Carabinieri e polizia hanno eseguito due ordinanze di custodia cautelare nei confronti di Maurizio Rango, 38 anni, e Franco Bruzzese, 48 anni, accusati di concorso in omicidio pluriaggravato, porto e detenzione illegale di armi e occultamento di cadavere, tutti aggravati dalle metodologie mafiose. I due pregiudicati, già detenuti, sono accusati dell’omicidio di Luca Bruni, di cui si persero le tracce il 3 gennaio del 2012. I due sono ritenuti essere i “reggenti” della cosca di ‘ndrangheta “Rango-Zingari”, egemone in provincia di Cosenza.

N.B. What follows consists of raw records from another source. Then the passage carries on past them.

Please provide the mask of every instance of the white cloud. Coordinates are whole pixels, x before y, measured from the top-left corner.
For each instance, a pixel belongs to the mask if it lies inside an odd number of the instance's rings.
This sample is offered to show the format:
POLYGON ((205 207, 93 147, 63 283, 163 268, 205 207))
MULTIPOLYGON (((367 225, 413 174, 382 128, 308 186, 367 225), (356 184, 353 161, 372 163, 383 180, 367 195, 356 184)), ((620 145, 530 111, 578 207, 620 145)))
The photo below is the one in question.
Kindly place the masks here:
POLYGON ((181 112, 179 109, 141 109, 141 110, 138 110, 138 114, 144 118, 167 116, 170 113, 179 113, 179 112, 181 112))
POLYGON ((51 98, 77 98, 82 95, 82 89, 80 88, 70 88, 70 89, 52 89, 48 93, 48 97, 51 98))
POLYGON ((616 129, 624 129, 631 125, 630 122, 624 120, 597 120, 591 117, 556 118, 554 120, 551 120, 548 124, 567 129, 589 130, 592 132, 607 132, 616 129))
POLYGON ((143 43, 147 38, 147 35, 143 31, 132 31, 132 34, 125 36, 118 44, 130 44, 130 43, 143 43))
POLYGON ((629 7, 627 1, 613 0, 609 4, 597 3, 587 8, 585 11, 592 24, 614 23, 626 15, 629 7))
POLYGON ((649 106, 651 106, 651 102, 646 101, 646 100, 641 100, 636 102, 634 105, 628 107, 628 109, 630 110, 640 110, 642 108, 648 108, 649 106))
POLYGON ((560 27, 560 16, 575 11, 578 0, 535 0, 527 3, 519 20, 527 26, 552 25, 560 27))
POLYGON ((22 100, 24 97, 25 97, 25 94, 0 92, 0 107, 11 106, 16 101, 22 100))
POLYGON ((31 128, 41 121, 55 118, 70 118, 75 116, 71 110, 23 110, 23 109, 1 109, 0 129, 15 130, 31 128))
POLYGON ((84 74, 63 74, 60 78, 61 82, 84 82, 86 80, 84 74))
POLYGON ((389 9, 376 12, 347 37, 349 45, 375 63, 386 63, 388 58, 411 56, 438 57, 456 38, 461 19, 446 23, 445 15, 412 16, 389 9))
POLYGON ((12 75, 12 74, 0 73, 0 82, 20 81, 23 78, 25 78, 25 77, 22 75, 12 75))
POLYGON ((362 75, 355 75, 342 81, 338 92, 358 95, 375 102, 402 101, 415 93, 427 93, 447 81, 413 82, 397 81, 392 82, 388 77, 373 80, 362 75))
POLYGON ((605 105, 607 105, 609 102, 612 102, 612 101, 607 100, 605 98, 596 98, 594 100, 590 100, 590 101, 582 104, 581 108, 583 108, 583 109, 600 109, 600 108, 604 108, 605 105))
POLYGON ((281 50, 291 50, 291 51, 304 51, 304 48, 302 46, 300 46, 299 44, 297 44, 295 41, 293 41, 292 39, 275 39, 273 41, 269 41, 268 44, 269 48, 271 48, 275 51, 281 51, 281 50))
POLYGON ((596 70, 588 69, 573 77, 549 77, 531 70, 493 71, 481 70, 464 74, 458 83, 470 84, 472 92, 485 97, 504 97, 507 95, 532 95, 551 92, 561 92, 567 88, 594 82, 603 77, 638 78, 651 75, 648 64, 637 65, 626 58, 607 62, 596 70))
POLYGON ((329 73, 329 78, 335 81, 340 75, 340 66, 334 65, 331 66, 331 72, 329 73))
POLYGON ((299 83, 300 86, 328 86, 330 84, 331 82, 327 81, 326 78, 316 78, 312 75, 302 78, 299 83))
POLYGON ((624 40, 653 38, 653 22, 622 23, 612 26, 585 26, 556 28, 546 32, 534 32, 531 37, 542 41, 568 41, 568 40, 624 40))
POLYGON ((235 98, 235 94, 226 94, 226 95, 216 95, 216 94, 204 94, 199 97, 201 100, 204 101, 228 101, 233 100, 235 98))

I provvedimenti sono stati emessi sulla scorta delle indagini coordinate dalla DDA di Catanzaro. Luca Bruni sparì a pochi giorni dalla sua scarcerazione, quando era assurto a ruolo verticistico del proprio gruppo criminale, a seguito della prematura scomparsa di suo fratello Michele. La sua sparizione è da ricondurre a contrasti verificatisi dopo la stipula di un accordo tra la cosca degli “italiani” e quella degli “zingari”, la prima capeggiata da Ettore Lanzino, verso la quale lo stesso Bruni nutriva un forte risentimento, ritenendola responsabile della morte di suo padre Francesco, detto “Bella Bella”, e la seconda retta, in quel periodo, da Franco Bruzzese. A causa di quanto captato con un’intercettazione ambientale, gli esponenti della cosca degli zingari pensarono che Bruni volesse diventare collaboratore di giustizia. Ipotesi che, però, non è stata mai confermata dai fatti. Anzi, Bruni voleva entrare nella divisione dei proventi delle estorsioni. La cosca degli zingari, inoltre, lo riteneva un ostacolo per i nuovi assetti criminali della ‘ndrangheta di Cosenza. Le indagini hanno beneficiato anche del contributo di alcuni collaboratori, da ultimo Adolfo Foggetti, che ha anche partecipato al delitto. Bruni sarebbe stato attirato in un tranello, facendogli credere di partecipare a un incontro con i vertici dell’organizzazione mafiosa, allora latitanti, Ettore Lanzino e Franco Presta. Bruni fu ucciso e il suo corpo sepolto in una campagna di Orto Matera, a Castrolibero. Un omicidio giudicato molto importante. Resta ricercato il 4° componente del gruppo, Daniele Lamanna, 41 anni, altro esponente di spicco del gruppo criminale.